Diria que Freud, de certo modo, foi surpreendido com esse lado humano. A principio ele pensava nas pulsões de vida, mas ao observar o panorama de guerras e violências procedentes do convívio humano, teorizou também sobre as pulsões de morte que convivem conosco.
Somos assim: seres agressivos embora também bondosos. Violência e bondade procedem do mesmo material humano. O lado agressivo teve de ser controlado pela cultura. Por isso foram criadas leis e sanções para administrar os excessos daí procedentes, porque como dizia Freud em “O Mal-Estar na Civilização” se o homem for entregue aos seus próprios impulsos, poderá destruir a civilização que, a tanto custo, construiu.
Pelo visto nosso atrativo por armas não é apenas uma questão de defesa, mas também de gosto inconfessado pelo ataque.

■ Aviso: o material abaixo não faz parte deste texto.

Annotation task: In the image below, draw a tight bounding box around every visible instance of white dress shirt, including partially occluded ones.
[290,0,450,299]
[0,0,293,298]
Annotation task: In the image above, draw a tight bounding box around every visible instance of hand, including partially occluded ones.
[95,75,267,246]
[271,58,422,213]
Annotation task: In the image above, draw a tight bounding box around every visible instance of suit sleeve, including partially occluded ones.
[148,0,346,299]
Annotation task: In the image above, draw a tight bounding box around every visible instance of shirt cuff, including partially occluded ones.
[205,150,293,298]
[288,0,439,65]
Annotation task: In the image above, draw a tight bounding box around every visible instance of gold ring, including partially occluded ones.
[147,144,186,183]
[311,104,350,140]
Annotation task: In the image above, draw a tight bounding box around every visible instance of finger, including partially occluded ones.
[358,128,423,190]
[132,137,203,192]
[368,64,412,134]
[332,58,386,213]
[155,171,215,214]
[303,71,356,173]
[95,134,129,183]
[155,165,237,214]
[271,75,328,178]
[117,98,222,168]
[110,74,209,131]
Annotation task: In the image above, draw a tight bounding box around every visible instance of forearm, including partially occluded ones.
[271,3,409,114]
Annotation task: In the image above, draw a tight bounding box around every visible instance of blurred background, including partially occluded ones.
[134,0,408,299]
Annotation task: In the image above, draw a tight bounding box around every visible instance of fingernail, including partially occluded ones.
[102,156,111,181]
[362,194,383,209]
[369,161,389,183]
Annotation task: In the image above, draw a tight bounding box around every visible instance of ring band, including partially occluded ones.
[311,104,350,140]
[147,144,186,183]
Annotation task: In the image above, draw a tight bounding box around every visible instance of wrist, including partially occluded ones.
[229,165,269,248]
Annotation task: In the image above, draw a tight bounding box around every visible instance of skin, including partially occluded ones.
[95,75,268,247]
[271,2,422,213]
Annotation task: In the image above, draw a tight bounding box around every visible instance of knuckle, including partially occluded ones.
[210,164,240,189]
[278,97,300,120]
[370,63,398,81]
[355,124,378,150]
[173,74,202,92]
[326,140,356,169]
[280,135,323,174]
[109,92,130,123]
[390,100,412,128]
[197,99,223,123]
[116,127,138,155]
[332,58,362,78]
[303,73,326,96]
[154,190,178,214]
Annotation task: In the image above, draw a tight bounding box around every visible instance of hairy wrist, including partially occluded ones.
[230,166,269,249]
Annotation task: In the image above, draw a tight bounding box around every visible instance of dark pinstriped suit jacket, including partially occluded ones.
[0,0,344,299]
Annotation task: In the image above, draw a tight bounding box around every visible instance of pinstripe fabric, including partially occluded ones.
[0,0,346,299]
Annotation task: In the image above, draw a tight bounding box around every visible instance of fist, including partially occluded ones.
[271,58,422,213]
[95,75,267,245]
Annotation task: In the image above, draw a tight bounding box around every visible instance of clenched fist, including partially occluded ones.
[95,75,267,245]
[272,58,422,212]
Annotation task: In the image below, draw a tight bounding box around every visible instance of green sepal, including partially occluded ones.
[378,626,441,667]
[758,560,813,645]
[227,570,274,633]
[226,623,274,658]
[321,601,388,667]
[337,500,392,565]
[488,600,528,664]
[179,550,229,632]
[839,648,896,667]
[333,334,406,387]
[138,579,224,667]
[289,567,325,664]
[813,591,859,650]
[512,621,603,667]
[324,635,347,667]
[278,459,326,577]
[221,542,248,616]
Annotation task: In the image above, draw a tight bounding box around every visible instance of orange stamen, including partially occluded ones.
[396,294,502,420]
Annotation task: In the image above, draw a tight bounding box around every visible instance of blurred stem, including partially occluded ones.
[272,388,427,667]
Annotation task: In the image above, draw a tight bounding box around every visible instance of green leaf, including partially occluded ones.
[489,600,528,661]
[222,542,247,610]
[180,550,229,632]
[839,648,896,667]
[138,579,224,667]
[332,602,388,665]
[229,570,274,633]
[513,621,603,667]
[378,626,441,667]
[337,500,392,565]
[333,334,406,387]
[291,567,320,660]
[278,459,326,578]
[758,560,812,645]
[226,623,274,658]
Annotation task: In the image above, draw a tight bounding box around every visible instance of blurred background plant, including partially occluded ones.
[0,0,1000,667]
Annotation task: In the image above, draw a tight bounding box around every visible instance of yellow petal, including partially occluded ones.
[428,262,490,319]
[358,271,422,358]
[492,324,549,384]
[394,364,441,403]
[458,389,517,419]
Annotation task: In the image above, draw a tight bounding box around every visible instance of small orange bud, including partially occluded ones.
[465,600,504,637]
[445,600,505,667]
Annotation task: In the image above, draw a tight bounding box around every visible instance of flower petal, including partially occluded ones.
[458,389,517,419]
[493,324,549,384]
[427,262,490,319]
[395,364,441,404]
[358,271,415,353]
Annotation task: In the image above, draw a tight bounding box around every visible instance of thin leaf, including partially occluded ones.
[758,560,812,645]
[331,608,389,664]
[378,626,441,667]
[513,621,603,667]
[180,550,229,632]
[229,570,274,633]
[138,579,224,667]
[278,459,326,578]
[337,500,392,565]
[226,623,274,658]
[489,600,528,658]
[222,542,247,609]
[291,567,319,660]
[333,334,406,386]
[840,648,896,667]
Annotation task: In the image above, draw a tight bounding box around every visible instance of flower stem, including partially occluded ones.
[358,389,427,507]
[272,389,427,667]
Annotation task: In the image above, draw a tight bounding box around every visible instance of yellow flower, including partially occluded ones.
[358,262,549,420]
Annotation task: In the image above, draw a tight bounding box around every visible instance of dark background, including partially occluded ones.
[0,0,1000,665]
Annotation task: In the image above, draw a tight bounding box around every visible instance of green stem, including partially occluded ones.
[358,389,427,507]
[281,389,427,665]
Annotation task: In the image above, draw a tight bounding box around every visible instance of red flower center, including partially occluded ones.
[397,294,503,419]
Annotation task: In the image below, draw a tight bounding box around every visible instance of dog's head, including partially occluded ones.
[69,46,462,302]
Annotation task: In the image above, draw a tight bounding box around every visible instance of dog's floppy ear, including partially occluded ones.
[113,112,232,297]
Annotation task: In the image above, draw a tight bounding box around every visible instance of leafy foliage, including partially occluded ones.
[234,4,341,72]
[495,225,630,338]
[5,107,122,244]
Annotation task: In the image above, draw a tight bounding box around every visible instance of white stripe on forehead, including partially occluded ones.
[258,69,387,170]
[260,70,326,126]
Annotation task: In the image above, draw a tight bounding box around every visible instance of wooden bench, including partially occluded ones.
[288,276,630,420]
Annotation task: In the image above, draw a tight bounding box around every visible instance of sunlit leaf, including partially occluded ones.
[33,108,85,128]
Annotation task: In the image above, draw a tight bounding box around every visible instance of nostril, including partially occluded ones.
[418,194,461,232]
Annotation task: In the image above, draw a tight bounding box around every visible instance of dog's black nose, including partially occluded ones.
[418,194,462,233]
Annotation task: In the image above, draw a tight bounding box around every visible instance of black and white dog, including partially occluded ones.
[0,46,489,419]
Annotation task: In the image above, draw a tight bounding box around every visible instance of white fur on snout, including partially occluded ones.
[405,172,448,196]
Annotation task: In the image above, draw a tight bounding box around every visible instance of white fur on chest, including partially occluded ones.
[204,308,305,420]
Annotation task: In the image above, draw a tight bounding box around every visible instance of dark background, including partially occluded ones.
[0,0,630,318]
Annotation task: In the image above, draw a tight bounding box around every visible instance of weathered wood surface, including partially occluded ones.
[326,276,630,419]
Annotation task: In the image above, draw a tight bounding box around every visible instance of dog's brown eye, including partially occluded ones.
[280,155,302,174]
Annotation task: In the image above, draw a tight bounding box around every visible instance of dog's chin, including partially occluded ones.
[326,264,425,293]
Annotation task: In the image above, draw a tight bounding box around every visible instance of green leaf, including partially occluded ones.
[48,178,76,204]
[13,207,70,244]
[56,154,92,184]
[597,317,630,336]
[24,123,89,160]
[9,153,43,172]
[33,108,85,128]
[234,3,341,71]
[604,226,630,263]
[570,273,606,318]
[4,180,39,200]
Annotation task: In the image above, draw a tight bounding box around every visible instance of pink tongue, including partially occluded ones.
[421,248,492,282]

Quando nos armamos não apenas portamos uma arma, também nos endurecemos para poder dela fazer uso. Não se mata em sã consciência, mas em condições endurecidas, e transtornadas. Aí reside o risco.
O sujeito armado interiormente é a pior das armas. Razão porque não nos basta o desarmamento externo. É preciso que gestos novos nasçam em cada um com a deposição das armas, para que de fato, “desarmamento seja o novo nome da paz” como disse o desembargador Paulo Gadelha no Diário em 9 de outubro. Humanamente falando penso que a evoluída sofisticação das armas é um retrocesso.
Do ponto de vista social o raciocínio deve ser outro. Mas, é no mínimo vexatório, que tenhamos de nutrir tão elevado grau de medo e desconfiança em relação aos outros! Envergonha-me sentir medo de meu semelhante, andar de carro travado, fechado, se possível blindado. Envergonha-me não poder dar carona quando passo nos pontos de ônibus lotados.
O que nos terá levado a tanta desconfiança para com os outros? Questiono o que estamos fazendo à nossa humanidade na medida em que nos armamos cada vez mais. Quando não mais nos amamos, nos armamos. Proponho que nos desarmemos de nossas intolerâncias, de nossas arrogâncias, de nossos lugares de vítima, de nossas relações de poder, de nossas mágoas, de nossas palavras (mal)ditas, de nossos desafetos, das banalizações que mantemos em relação ao outro e à vida.
Receio que estejamos trocando amor por endurecimento e chamemos isso de evolução. Otávio Paz avalia: “O ocaso de nossa imagem do amor seria uma catástrofe maior que a derrubada de nossos sistemas econômicos e políticos: seria o fim de nossa civilização”. O amor, a ternura, bem poderiam ser paradigmas para a convivência humana.
Restrepo diz que isso deve ser adquirido “no terreno amoroso, do produtivo e do político, arrebatando territórios em que dominam há séculos os valores da vingança, da sujeição e da conquista”.
O amor e a sexualidade devem nos desarmar. Por isso compartilharemos as alegrias e a saúde emocional que uma boa vivência da sexualidade possibilita ao cidadão. As reflexões que fizermos poderão facilitar desarmamentos. Assim, nossa mão poderá estender-se para o afago e a solidariedade não para a violência.
O amor e a paz não serão possíveis se estivermos blindados afetivamente.